En términos generales, hay que decir que la
estética de la creación verbal ganaría mucho si se orientara hacia la filosofía
estética general, en vez de dedicarse a generalizaciones cuasicientíficas
acerca de la historia literaria; desgraciadamente, hay que reconocer que los
fenómenos importantes en el área de la estética general no influyeron en lo más
mínimo en la estética de la creación verbal; es más, existe una especie de
temor ingenuo frente a una profundización filosófica, con lo cual se explica el
nivel extremadamente bajo de la problemática de nuestro campo cognoscitivo.

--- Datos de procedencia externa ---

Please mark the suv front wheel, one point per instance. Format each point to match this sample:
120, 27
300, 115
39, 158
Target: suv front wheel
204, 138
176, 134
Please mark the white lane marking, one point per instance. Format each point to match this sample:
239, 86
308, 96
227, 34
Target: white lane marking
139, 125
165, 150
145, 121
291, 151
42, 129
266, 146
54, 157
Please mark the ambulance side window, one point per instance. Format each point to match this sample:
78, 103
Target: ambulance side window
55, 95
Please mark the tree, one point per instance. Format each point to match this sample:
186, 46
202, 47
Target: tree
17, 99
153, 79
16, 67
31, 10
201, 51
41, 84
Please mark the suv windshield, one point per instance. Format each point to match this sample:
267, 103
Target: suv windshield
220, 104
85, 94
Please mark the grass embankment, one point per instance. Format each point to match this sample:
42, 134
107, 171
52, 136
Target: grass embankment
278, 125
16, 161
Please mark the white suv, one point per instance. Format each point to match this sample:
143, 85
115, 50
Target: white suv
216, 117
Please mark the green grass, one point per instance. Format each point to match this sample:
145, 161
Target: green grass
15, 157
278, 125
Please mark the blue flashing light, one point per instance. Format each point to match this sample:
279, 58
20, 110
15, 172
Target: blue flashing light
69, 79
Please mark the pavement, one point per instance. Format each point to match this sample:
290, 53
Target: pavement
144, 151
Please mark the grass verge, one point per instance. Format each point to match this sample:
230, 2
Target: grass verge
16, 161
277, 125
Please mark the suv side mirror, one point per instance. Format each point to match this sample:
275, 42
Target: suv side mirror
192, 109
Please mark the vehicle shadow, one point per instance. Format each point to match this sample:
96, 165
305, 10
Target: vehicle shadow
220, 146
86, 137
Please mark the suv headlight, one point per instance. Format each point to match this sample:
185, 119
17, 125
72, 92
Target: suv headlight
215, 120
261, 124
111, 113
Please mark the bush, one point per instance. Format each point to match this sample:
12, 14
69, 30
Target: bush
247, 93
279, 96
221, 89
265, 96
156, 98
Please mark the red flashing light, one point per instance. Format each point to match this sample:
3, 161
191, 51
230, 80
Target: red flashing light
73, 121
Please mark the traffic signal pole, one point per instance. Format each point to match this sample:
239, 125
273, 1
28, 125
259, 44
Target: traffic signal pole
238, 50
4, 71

Ahora vamos a dar una definición muy general del
autor y del personaje como correlatos de la totalidad artística de una obra, y
luego vamos a ofrecer una fórmula general de su interrelación misma, que debe
ser sometida a una diferenciación y profundización en los capítulos posteriores
del presente trabajo.
Es el autor quien confiere la unidad activa e
intensa a la totalidad concluida del personaje y de la obra; esta unidad se
expone a cada momento determinado de la obra. La totalidad conclusiva no puede,
por principio, aparecer desde el interior del protagonista, puesto que este
llega a ser nuestra vivencia; el autor no puede orientarse hacia el interior de
su héroe, la conciencia de la unidad desciende al autor como un don de otra
conciencia, que es su conciencia creadora. La conciencia del autor es
conciencia de la conciencia, es decir, la conciencia que abarca al personaje y
a su propio mundo de conciencia, que comprende y concluye la conciencia del
personaje por medio de momentos que por principio se extraponen (transgreden) a
la conciencia misma; de ser inmanentes, tales momentos convertirían en falsa la
conciencia del personaje. Porque el autor no sólo ve y sabe todo aquello que ve
y sabe cada uno de sus personajes por separado y todos ellos juntos, sino que
ve y sabe más que ellos, inclusive sabe aquello que por principio es inaccesible
para los personajes, y es en este determinado y estable excedente de la visión
y el conocimiento del autor con respecto a cada uno de sus personajes donde se
encuentran todos los momentos de la conclusión del todo, trátese de la
totalidad de los personajes o de la obra en general. Efectivamente, el
personaje vive cognoscitiva y éticamente, sus acciones se mueven dentro del
abierto acontecimiento ético de la vida o dentro del mundo determinado de la
conciencia; es el autor quien está dirigiendo a su personaje y a su orientación
ética y cognoscitiva en el mundo fundamentalmente concluido del ser, que es un
valor aparte en la futura orientación del acontecimiento, debido a la
heterogeneidad concreta de su existencia. Es imposible que uno viva sabiéndose
concluido a sí mismo y al acontecimiento; para vivir, es necesario ser
inconcluso, abierto a sus posibilidades (al menos, así es en todos los instantes
esenciales de la vida); valorativamente, hay que ir delante de sí mismo y no
coincidir totalmente con aquello de lo que dispone uno realmente.